De mes étreintes, chaque corps se languit.
Car gorges brûlantes et oreilles rougies,
Sont les grises moissons à votre effigie.

L'Hiver, courroucé

Les simples vous désirent, ne sachant endurer.
Or pour leur bien, le prince Hiver doit régner.

L'Été, irrité

Nenni, car je reste le moindre mal !
La mort des feuilles aux arbres est votre cabale.
Sous votre empire malsain, la nature périt.
Et votre piété pour la Toussaint est une incurie.

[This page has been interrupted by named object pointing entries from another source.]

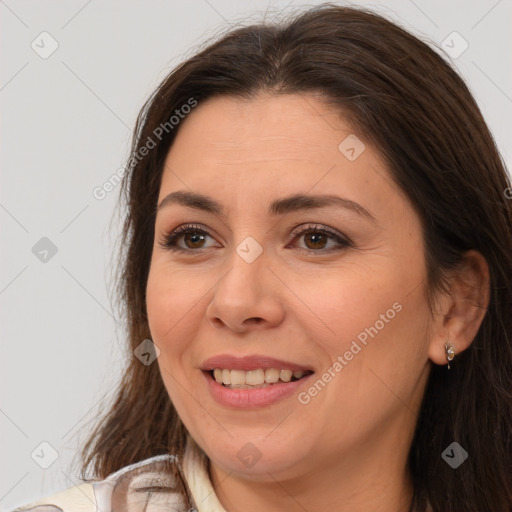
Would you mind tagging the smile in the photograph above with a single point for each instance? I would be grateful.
(258, 378)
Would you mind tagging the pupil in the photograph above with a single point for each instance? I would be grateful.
(316, 239)
(194, 238)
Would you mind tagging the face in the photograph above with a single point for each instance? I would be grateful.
(303, 255)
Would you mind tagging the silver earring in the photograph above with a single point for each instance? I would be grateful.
(450, 352)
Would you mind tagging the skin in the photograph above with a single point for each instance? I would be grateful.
(347, 448)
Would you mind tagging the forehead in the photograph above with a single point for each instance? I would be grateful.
(273, 144)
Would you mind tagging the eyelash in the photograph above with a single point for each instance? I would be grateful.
(169, 240)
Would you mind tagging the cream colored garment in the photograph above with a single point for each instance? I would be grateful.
(198, 479)
(118, 492)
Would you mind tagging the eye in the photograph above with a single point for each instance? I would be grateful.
(186, 238)
(320, 239)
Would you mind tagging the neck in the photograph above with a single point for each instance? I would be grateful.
(361, 485)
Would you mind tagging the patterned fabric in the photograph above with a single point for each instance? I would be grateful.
(141, 487)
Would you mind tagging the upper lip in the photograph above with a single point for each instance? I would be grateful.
(254, 362)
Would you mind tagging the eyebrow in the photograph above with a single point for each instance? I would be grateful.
(296, 202)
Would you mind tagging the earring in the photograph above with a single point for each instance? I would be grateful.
(450, 352)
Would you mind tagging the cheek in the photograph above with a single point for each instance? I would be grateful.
(173, 303)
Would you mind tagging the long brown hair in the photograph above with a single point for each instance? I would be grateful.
(408, 101)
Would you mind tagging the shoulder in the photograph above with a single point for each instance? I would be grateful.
(77, 498)
(143, 486)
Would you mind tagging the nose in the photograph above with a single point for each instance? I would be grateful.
(247, 297)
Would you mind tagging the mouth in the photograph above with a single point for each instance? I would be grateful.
(256, 378)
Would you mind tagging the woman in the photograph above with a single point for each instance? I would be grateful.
(317, 280)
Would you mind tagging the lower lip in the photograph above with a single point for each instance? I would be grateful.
(250, 398)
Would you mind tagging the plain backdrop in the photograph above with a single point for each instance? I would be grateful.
(66, 120)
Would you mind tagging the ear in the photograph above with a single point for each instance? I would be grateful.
(460, 312)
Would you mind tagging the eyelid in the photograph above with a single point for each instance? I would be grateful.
(169, 237)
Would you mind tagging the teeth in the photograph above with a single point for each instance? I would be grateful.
(240, 379)
(286, 375)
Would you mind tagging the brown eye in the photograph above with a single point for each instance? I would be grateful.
(194, 240)
(320, 239)
(187, 238)
(315, 240)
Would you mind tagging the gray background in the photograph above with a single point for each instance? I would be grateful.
(65, 129)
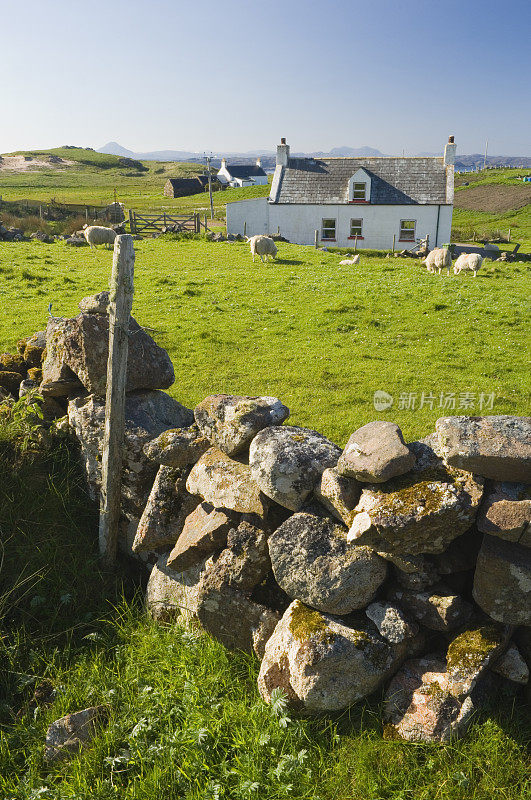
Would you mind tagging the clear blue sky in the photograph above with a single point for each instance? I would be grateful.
(233, 75)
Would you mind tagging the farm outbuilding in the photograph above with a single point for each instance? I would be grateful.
(240, 175)
(181, 187)
(371, 202)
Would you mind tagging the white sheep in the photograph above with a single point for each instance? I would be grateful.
(471, 261)
(262, 246)
(438, 259)
(349, 261)
(96, 234)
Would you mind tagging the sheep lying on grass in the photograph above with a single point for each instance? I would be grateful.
(348, 261)
(96, 234)
(438, 259)
(471, 261)
(262, 246)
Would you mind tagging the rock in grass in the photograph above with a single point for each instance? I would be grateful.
(170, 594)
(204, 531)
(421, 512)
(147, 414)
(74, 732)
(80, 345)
(338, 494)
(180, 447)
(10, 381)
(420, 707)
(167, 508)
(313, 562)
(226, 483)
(323, 663)
(230, 422)
(502, 581)
(375, 453)
(497, 447)
(506, 512)
(287, 462)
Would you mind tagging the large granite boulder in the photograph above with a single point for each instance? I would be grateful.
(506, 512)
(420, 707)
(231, 422)
(180, 447)
(170, 594)
(421, 512)
(287, 462)
(502, 581)
(165, 513)
(313, 562)
(497, 447)
(81, 346)
(226, 483)
(323, 663)
(147, 414)
(375, 453)
(224, 605)
(204, 531)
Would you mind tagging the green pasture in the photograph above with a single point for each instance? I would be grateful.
(321, 337)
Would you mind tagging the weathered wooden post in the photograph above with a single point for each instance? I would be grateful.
(120, 303)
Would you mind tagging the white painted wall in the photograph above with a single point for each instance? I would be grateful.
(298, 222)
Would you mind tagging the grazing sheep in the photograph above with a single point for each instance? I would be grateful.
(348, 261)
(95, 234)
(471, 261)
(262, 246)
(438, 259)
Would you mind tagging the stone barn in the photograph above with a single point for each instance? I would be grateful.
(182, 187)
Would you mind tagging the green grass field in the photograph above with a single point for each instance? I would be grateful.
(186, 718)
(321, 337)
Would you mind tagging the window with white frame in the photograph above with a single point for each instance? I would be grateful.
(407, 230)
(328, 229)
(359, 191)
(356, 228)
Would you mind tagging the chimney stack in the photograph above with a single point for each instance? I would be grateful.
(282, 153)
(449, 152)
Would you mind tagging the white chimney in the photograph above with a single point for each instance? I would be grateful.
(449, 152)
(282, 153)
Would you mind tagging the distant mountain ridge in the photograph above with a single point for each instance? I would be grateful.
(463, 162)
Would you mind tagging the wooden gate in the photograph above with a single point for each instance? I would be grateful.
(160, 223)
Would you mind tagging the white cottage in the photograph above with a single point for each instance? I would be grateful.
(347, 200)
(238, 175)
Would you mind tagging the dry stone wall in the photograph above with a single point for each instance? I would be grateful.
(386, 565)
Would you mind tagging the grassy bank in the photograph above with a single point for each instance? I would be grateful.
(321, 337)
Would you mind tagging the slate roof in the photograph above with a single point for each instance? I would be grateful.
(393, 180)
(245, 170)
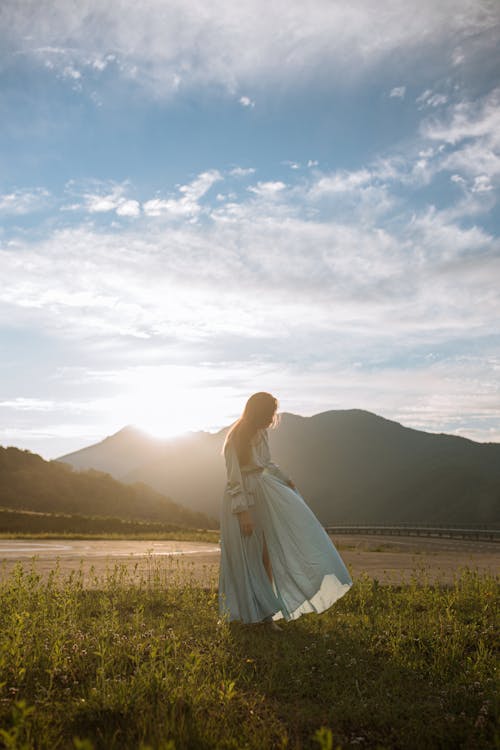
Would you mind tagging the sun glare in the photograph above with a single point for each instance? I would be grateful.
(170, 402)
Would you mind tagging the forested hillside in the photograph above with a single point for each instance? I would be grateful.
(349, 465)
(28, 482)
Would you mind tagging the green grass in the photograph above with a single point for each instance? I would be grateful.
(129, 661)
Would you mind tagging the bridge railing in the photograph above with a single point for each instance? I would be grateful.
(424, 530)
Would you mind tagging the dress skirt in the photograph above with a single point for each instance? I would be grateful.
(308, 572)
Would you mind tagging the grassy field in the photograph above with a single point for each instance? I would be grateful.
(127, 661)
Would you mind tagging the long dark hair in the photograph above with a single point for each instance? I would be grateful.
(260, 412)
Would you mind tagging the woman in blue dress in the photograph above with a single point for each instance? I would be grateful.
(277, 561)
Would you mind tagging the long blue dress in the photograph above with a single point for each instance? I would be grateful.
(308, 572)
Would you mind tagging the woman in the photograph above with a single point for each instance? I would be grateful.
(276, 558)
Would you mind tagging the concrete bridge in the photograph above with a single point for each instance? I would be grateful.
(450, 532)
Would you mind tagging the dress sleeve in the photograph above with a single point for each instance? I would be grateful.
(270, 466)
(239, 499)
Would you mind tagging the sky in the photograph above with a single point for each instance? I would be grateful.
(203, 200)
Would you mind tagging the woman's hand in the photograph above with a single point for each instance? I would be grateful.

L'Hiver, plus vivement encore

Glosez, mais votre présence est un étouffoir.
Sueur et soif sont les tares de votre bon vouloir.
Devant l'horrible bruissement du moustique,
Les engelures aux mains semblent modiques.
Aussi, le vêtement de votre temps est sans âme, 
Et les hauts et les bas n'ont guère de charme :
Court, le tissu trahit des tatouages moches ;
Même ample, on reste à court de poches.
Encore, vous faites du sol un charbon ardent,
Et le moindre soulier devient inconvenant.
Votre chaleur est ainsi une odieuse caresse,
Et ne suscite que mollesse et paresse.
Or, pour se réchauffer, mieux vaut se couvrir,
Au lieu de vos griffes ardentes avoir à souffrir. 
Et m'accuser, moi, de brouiller les paysages ?
Mais qui donc suscite l'exode vers les rivages ?

L'Été, rétorquant placidement

Fi! Les pâturages saignent du gel qui les gâtent, 
Et de votre retour, personne n'a hâte !
Toute espèce irritée par vos jours éphémères,
Est prête à s'effacer par manque de lumière.
Mais... À quoi bon ces vaines querelles ?
Laissons ces affects aux mortels.
J'admets que vous tolérez le bleu au ciel, 
Mais la joie pérenne de l'homme est mon miel.
Or, vous et moi, nous nous croyions éternels. 
Mais heurtées sont les dispositions naturelles,
Car les tourments du vivant est notre mouroir.
Alors prenez ce trône, il peut vous échoir.
Puissent vos sujets jouir du brillant de leur or, 
Tant qu'ils le peuvent encore...


Commentaires

  1. J'adore ! Le choix du thème comme son expression, avec le vocabulaire qui va bien, et la chute (le mot est juste, je crois) qu'on ne voit pas venir...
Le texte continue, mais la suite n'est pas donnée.